Revised Uniform Fiduciary Access to Digital Assets Act


Revised Uniform Fiduciary Access to Digital Assets Act (RUFADAA) Has been enacted in 43 US States (with DE having the previous version).

In 2019, it was introduced in DC, MA, PA. States that haven't yet considered it are: CA, OK, LA, and KY

The purpose of the Revised Fiduciary Access to Digital Assets Act (Revised UFADAA) is twofold.

  • First, it gives fiduciaries the legal authority to manage Digital Assets and electronic communications in the same way they manage tangible assets and financial accounts, to the extent possible.
  • Second, it gives custodians of Digital Assets and electronic communications legal authority to deal with the fiduciaries of their users, while respecting the user’s reasonable expectation of privacy for personal communications.

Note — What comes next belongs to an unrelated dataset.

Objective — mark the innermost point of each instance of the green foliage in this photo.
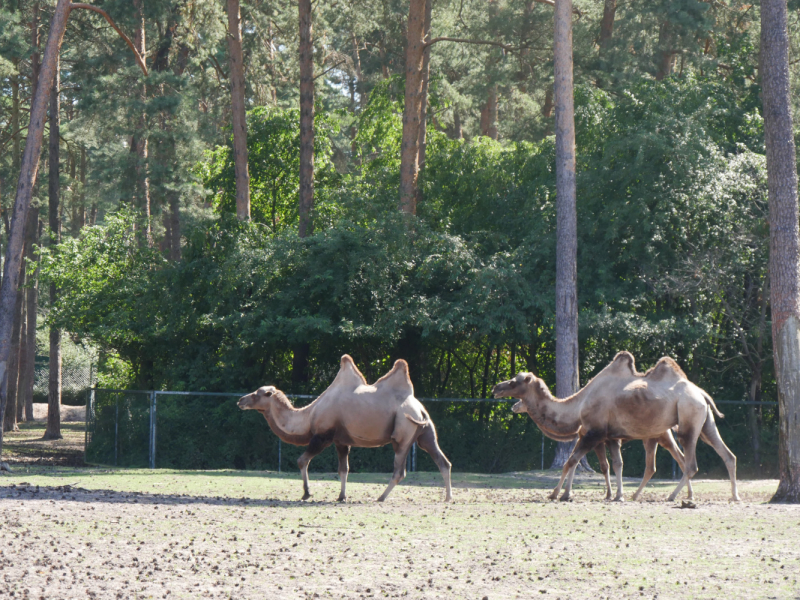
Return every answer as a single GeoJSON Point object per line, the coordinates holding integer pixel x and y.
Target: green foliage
{"type": "Point", "coordinates": [273, 145]}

The general goal of the act is to facilitate fiduciary access and custodian disclosure while respecting the privacy and intent of the user. It adheres to the traditional approach of trusts and estates law, which respects the intent of an account holder and promotes the fiduciary’s ability to administer the account holder’s property in accord with legally-binding Fiduciary Responsibility. The act removes barriers to a fiduciary’s access to electronic records and property and leaves unaffected other law, such as fiduciary, probate, trust, banking, investment securities, agency, and privacy law. Existing law prohibits any fiduciary from violating fiduciary responsibilities by divulging or publicizing any information the fiduciary obtains while carrying out his or her fiduciary duties. Revised UFADAA addresses four different types of fiduciaries:

  • personal representatives of decedents’ estates,
  • conservators for protected persons,
  • agents acting pursuant to a power of attorney,
  • and trustees.
It distinguishes the authority of fiduciaries, which exercise authority subject to this act only on behalf of the user, from any other efforts to access the digital assets. Family members or friends may seek such access, but, unless they are fiduciaries, their efforts are subject to other laws and are not covered by this act.